Une étude de Haili Zhang, Van der H. Bij et Michael Song intitulée « Can cognitive biases be good for entrepreneurs? » (« Les biais cognitifs peuvent-ils être favorables aux entrepreneurs ? ») parue en 2020 suggère que le créateur d’entreprise doit trouver le bon dosage entre deux systèmes de pensée : le biais de disponibilité et le biais de représentativité.

Les entrepreneurs doivent se forger un caractère et un état d’esprit qui leur permettent de renforcer leur résistance au stress.

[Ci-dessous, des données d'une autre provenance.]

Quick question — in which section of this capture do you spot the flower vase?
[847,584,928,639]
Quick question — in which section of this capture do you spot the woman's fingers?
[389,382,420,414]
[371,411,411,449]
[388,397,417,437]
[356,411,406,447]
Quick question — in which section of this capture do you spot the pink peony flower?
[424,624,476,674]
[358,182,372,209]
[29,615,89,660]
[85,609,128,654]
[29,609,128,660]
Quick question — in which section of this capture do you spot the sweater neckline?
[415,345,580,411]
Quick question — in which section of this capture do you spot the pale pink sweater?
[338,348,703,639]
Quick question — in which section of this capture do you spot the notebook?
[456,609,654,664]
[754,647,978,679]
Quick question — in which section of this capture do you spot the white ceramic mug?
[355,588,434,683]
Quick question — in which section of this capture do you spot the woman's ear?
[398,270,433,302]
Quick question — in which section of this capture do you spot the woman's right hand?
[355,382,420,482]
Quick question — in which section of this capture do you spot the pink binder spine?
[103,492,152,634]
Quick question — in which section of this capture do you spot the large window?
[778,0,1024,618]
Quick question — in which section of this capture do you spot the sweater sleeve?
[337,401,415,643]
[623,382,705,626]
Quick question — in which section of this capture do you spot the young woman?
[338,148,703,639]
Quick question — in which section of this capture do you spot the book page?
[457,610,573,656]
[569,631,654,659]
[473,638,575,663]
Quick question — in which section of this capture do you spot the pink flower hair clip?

Décider facilement et rapidement

Sous l’emprise du biais de disponibilité, un chef d’entreprise aura tendance à prendre des décisions basées sur des associations d’idées qui lui viennent facilement et immédiatement à l’esprit. Au lieu d’avoir une vision exhaustive de la situation, nous avons tendance à prendre des décisions sur base d’une seule partie des informations disponibles et utiles pour bien décider.

Ce biais est généralement associé à un excès de confiance à l’égard de la validité de son propre jugement et de ses compétences. Il pousse l’entrepreneur à attribuer rétrospectivement et d’une manière causale erronée le résultat d’un événement à sa seule intervention.

Ce système de pensée peut sembler dangereux, mais il présente un avantage majeur : il permet à un chef d’entreprise sous pression et qui doit agir vite sur de multiples tableaux de prendre rapidement des décisions sans se noyer dans une surabondance d’informations.

Le cas individuel comme leitmotiv

Le biais de représentativité décrit la tendance générale à faire d’un cas particulier une généralité. Par exemple, un futur entrepreneur tente de convaincre sa famille de la légitimité de son projet en lui présentant uniquement des success stories d’autres entreprises. De ces exemples qui sont des cas particuliers, il tire la croyance qu’il va lui aussi réussir. Ce faisant, il oublie que ces réussites surmédiatisées sont extrêmement rares par rapport aux nombreuses aventures entrepreneuriales qui finissent mal. Pour rappel, 80 % des entreprises font faillite au cours des 18 mois suivant leur création.

Dans le cadre du biais de représentativité, l’illusion de contrôle joue également un rôle important : l’entrepreneur en herbe sous-estime souvent largement la part de chance nécessaire pour réussir et surestime ses propres compétences.

Amortir les chocs émotionnels

Si l’on n’aborde que superficiellement les biais cognitifs, ils semblent inévitablement négatifs. Certaines études révèlent toutefois que, comme nous l’avons déjà mentionné, il faut être fortement influencé par ceux-ci pour oser créer une entreprise et réussir cette aventure sur le long terme.

La création d’une entreprise est une aventure risquée qui apporte son lot d’émotions fortes. Vouloir systématiquement en rationaliser les étapes n’a pas toujours de sens. Parfois, il faut être capable de foncer.

Il faut trouver la bonne dose d’instinct.

Pour surmonter ces montagnes russes, les entrepreneurs ont besoin de se forger un caractère et un état d’esprit qui leur permettent de renforcer leur résistance au stress, d’asseoir leur conviction et de ne pas éroder leur optimisme. À cet égard, ces biais cognitifs sont bien utiles. Après tout, ce sont ces instincts humains qui ont permis à nos ancêtres et qui nous permettent de survivre aux dangers. Nous devons toutefois éviter de les surestimer.

Un conseil avant de finir : pour rester lucide et progresser, il faut savoir s’entourer de personnes de confiance et écouter ces avis externes, sans pour autant les laisser altérer votre volonté d’aller de l’avant, y compris lorsque certaines décisions sont risquées.